Auch wenn sie nie zuoberst auf dem Podest stand, hält sie doch einen Rekord: Keine Frau weltweit hat den Engadin Skimarathon öfter bestritten als sie. 2018 wird sie ihren 50. Engadiner bestreiten – ein wunderbares Jubiläum! «Ausser entzündeten Ohren und Druckstellen an den Füssen gibt es nichts zu beklagen», blickt sie auf ihre unfallfreie Marathon-Zeit zurück. Allerdings ging sie auch schon erkältet oder mit Grippe an den Start.
«Madame Langlauf» kam eher zufällig zu ihrer grossen Leidenschaft. Als Sprachschülerin und später Rezeptionistin lernte die gebürtige Französin den Winter in den Bergen kennen und lieben. Als Ausdauertalent tauschte sie die breiten Alpinlatten bald gegen die dünnen Langlaufskis und erlag der Faszination.
«Lange durch den Schnee zu gleiten, ist wie eine Meditation», sagt die vierfache Grossmutter. «Laufen tut uns deshalb gut, weil das Gehirn genug Sauerstoff bekommt. Man fühlt sich nicht nur besser, sondern ist auch geistig in Form.» Und wenn dies alles noch in der gesunden Bergluft geschehe, sei es umso wirksamer. Dazu kommt: «Die Zufriedenheit und die Ausgeglichenheit nach dem Langlaufen sind fantastisch!»
Nicht nur nach dem Marathon ist sie jeweils in einem unglaublichen Hoch, sondern stets nach dem Langlaufen. «Ich könnte jeweils Berge versetzen.» Dazu trägt sicher bei, dass Langlaufen ein kompletter Sport ist, der den ganzen Körper beansprucht. (Lesen Sie unten weiter...)
Zweimal pro Woche trainiert sie im Winter im Wohnort Klosters, ab und zu auf der Marathon-Originalstrecke im Engadin.
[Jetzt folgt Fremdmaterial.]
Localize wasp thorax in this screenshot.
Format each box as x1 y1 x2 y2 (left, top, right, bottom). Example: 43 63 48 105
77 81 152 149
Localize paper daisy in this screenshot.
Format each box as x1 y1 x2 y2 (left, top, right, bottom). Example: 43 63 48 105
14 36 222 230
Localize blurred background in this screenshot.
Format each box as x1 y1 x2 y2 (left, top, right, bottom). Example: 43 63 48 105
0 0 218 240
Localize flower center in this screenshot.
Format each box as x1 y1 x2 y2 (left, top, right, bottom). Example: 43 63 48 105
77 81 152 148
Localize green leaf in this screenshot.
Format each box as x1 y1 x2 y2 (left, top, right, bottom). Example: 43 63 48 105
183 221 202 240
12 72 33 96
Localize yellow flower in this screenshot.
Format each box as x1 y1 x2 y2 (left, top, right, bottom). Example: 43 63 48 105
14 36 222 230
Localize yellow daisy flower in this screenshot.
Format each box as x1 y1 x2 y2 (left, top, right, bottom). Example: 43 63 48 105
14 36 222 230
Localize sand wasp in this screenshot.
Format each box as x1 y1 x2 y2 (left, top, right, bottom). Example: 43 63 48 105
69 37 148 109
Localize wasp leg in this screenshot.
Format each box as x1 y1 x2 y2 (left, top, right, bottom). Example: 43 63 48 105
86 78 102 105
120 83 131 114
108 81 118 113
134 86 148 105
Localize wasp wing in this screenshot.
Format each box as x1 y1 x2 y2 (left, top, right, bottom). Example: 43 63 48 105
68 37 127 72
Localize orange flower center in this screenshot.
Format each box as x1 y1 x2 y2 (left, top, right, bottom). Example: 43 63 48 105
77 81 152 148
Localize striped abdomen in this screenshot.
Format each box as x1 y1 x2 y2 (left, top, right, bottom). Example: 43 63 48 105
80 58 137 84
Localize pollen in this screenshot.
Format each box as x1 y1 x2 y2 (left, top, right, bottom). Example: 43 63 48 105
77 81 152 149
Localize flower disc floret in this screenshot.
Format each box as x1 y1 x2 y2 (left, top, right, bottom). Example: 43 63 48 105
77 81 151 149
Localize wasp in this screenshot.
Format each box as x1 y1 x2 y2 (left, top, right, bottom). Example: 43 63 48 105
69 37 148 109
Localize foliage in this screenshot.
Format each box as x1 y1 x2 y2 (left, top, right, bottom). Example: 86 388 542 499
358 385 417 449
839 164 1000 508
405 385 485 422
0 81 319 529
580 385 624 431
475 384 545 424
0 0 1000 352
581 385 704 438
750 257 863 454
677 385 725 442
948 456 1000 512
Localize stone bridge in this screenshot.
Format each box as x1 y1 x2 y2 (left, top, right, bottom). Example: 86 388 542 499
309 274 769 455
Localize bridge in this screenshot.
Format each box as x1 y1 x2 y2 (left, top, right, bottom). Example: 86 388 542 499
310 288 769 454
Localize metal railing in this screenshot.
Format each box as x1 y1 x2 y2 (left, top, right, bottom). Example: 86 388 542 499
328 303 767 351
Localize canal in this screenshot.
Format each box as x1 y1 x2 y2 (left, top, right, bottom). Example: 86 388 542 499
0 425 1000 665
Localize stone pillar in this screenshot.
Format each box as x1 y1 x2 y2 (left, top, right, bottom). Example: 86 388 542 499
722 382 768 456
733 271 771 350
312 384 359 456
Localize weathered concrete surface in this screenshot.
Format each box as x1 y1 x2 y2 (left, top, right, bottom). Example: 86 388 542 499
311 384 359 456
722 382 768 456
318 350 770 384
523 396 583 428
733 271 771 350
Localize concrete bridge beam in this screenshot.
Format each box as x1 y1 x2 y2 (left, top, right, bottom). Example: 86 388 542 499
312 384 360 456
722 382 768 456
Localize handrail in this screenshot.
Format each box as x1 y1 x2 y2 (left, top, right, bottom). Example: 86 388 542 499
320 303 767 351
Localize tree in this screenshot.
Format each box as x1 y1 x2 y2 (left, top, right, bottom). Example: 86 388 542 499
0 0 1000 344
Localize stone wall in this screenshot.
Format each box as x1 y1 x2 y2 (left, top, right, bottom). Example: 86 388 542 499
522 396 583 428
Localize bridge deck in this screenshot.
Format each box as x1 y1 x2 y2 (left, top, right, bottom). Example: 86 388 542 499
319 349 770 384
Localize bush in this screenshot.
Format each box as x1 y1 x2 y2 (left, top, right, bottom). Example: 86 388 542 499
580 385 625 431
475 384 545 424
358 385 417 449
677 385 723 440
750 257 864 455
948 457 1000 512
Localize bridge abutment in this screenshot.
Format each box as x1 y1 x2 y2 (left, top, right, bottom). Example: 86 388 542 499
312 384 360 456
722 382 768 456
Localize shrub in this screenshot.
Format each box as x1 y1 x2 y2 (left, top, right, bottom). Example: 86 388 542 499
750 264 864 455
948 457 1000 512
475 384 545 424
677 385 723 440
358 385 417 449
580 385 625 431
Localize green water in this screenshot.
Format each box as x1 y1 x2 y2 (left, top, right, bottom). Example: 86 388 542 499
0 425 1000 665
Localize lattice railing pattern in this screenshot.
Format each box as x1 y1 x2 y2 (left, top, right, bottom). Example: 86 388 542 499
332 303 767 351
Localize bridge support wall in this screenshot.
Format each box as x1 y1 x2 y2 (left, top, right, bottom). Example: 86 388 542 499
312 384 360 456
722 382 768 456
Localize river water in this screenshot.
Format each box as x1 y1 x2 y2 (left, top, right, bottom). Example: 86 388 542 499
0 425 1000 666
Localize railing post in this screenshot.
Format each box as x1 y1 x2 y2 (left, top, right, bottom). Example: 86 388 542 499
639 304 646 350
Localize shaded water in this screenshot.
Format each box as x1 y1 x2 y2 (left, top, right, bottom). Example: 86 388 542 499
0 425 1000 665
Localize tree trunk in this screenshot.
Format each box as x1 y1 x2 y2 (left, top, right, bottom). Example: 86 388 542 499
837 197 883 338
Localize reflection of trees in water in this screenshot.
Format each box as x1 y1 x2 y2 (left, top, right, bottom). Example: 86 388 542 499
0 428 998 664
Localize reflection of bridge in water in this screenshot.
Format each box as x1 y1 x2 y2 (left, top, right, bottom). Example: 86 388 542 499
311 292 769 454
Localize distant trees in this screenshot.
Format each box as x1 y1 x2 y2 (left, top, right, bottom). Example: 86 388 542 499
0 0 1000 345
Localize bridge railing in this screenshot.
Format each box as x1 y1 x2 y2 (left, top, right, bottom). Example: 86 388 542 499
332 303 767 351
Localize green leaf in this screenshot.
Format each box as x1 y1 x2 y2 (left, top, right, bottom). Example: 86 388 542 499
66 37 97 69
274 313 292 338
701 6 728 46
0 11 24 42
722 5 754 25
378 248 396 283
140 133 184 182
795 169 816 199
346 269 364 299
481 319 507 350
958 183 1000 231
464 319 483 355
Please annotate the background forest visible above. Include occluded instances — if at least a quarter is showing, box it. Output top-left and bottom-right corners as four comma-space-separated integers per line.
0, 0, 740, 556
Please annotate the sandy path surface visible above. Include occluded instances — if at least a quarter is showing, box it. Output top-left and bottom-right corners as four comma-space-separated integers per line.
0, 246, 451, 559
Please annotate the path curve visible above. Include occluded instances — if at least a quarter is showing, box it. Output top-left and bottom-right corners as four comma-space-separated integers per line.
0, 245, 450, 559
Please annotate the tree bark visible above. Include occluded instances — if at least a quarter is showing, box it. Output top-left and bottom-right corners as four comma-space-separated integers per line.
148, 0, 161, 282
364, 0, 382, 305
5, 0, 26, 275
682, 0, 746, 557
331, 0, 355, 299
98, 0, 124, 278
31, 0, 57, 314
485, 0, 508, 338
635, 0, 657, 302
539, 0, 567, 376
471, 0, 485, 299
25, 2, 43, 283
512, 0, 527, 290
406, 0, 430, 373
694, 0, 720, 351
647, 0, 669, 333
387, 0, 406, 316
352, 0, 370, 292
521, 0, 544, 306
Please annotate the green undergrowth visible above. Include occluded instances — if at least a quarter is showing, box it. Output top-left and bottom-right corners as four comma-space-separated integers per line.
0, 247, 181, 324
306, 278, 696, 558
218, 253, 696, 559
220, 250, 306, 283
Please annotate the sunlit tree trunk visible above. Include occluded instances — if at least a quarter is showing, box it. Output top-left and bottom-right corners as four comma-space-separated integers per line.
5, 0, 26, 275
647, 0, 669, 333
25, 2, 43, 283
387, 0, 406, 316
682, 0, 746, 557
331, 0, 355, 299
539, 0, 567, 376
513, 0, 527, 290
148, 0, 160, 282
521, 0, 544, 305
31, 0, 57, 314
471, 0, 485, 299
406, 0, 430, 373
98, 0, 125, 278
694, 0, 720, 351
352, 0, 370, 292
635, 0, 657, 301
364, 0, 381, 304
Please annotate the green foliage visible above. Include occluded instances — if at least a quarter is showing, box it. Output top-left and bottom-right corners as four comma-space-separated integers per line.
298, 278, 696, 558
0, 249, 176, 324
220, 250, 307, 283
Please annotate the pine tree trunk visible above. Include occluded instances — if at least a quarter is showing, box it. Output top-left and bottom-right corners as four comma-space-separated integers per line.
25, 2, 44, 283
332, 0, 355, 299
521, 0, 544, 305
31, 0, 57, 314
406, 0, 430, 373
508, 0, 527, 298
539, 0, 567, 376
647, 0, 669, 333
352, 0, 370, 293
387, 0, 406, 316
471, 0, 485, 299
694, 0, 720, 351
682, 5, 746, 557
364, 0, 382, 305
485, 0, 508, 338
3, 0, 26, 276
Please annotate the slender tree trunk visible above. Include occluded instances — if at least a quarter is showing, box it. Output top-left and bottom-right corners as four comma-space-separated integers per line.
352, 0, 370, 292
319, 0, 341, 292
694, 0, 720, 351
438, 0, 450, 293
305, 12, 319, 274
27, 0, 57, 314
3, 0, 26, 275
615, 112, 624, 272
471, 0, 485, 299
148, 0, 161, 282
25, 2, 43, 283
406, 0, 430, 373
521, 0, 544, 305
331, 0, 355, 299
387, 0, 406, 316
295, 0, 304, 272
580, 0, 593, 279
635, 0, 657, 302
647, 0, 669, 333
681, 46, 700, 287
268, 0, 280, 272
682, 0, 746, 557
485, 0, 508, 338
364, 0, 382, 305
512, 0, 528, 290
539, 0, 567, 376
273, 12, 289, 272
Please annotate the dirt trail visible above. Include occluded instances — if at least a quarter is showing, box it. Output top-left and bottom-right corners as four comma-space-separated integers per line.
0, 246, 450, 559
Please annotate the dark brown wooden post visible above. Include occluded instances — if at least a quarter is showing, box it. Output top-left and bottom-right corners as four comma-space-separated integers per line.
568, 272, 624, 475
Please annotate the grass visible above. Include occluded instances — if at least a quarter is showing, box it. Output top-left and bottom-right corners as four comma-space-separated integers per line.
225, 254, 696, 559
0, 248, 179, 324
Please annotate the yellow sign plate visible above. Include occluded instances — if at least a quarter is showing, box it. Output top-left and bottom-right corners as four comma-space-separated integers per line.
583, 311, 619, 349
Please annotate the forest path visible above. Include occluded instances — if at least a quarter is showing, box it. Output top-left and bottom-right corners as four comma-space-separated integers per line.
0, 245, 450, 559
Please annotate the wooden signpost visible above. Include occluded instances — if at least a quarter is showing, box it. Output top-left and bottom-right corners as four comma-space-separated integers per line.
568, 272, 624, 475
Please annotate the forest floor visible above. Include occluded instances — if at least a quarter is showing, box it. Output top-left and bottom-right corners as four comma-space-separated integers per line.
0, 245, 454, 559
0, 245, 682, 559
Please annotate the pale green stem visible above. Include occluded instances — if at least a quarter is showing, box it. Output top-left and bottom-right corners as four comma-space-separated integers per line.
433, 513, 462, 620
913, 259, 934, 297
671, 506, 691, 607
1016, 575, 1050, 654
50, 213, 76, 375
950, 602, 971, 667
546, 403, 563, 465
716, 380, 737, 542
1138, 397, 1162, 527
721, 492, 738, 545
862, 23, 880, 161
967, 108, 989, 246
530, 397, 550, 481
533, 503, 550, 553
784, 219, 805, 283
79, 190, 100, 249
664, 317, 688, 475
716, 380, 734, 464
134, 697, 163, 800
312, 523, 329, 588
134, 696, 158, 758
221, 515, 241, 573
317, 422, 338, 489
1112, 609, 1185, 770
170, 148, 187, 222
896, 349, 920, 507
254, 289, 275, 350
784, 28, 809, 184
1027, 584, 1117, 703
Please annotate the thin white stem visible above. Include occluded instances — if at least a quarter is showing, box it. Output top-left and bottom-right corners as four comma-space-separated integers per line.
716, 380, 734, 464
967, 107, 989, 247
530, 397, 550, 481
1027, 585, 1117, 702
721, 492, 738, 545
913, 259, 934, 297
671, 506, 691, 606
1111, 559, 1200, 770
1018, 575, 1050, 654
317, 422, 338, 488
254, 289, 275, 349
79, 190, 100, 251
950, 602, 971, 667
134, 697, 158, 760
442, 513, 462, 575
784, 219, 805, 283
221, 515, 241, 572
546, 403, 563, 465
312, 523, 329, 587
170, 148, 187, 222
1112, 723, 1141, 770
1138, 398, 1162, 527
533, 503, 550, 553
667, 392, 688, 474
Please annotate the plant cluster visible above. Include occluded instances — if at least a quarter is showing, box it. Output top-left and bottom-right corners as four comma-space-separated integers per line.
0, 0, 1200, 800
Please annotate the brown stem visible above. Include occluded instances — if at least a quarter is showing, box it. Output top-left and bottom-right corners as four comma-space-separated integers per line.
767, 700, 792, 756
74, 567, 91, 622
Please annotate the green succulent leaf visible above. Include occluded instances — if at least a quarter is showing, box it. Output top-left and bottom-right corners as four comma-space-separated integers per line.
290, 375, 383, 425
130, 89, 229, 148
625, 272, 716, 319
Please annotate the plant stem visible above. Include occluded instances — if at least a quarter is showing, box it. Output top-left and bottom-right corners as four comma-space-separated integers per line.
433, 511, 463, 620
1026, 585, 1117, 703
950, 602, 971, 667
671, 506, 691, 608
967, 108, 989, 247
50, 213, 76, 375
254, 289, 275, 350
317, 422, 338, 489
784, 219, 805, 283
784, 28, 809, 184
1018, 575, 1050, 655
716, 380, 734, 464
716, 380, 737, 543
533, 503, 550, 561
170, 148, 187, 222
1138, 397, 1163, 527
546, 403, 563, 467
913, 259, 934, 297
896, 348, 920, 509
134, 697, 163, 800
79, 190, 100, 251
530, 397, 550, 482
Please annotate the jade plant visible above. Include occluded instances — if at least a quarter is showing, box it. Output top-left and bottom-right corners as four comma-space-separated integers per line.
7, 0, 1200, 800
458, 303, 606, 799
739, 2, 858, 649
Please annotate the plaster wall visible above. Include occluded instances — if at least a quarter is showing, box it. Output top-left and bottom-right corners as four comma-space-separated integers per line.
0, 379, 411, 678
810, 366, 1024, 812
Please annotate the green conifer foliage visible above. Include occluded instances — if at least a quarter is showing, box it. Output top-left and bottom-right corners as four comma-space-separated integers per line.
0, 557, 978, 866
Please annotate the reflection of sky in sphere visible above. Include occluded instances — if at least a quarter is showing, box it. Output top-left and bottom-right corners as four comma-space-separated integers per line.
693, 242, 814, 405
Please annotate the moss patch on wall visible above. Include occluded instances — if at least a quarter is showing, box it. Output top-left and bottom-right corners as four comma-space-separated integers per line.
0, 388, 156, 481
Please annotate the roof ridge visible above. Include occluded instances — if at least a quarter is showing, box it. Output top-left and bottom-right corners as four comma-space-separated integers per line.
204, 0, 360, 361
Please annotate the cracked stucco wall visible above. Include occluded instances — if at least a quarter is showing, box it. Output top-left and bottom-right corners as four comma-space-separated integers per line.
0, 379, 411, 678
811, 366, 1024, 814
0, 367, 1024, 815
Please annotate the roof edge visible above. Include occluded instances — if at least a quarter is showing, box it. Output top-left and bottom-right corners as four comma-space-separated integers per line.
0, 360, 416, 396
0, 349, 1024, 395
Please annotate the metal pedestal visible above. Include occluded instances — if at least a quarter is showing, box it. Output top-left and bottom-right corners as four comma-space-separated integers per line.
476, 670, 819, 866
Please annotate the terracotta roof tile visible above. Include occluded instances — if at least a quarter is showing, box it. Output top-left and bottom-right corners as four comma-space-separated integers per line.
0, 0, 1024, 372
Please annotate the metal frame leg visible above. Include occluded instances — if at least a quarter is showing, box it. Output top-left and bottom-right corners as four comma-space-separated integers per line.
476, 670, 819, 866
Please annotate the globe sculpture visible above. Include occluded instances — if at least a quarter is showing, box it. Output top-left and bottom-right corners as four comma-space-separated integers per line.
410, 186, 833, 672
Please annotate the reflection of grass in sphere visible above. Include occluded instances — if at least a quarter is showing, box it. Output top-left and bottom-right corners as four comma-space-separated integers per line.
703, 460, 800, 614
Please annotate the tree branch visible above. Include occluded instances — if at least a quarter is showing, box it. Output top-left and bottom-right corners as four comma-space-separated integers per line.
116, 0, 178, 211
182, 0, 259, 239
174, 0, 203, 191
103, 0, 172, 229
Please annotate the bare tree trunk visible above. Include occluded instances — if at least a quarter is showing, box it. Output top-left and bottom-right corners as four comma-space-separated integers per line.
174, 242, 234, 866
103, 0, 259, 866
Insgesamt kommen heute so rund 250 bis 300 Kilometer pro Saison zusammen. Früher waren es 2000 Kilometer. Im Sommer ersetzen Nordic Walking und Wandern das Skating im Schnee.
Wann genau sie aufs Skating umgestiegen ist, weiss Françoise Stahel nicht mehr. Sicher erst einige Zeit nach 1975. Denn damals überraschte der 22-jährige Draufgänger August Broger die klassisch laufende Konkurrenz, indem er auf Kunststoffskis ohne Haftwachs mit Doppelstockstössen und Schlittschuhschritten den Engadiner mit Streckenrekord gewann. Ein Vorläufer des Skating, das sich erst Mitte der 1980-Jahre etablierte, war geboren.
Nicht aus dem Leben von «Madame Langlauf» wegzudenken ist die schwarze Hündin Bonita, die ihrer Meisterin punkto Fitness in nichts nachsteht. Sie braucht täglich mehrstündige Spaziergänge. Eine Aufgabe, die Frauchen gerne übernimmt, am liebsten im Vereina- und im Silvrettatal, vorbei an den drei Alpen Pardenn, Novai und Garfiun. Das ist die Lieblingsloipe der rüstigen Klosterin.
Für die Beweglichkeit und das bewusste Atmen sorgen zwei Yogalektionen pro Woche. Yoga-Atemübungen helfen jeweils auch bei Nervosität vor dem Start. «Sobald man gleitet und tief ausatmet, ist die Nervosität weg», sagt Françoise Stahel. Dies dürfte auch beim Jubiläumslauf 2018 der Fall sein, insbesondere weil sie zusammen mit Tochter und Enkelin in den Weiten der Bergwelt losgleiten wird.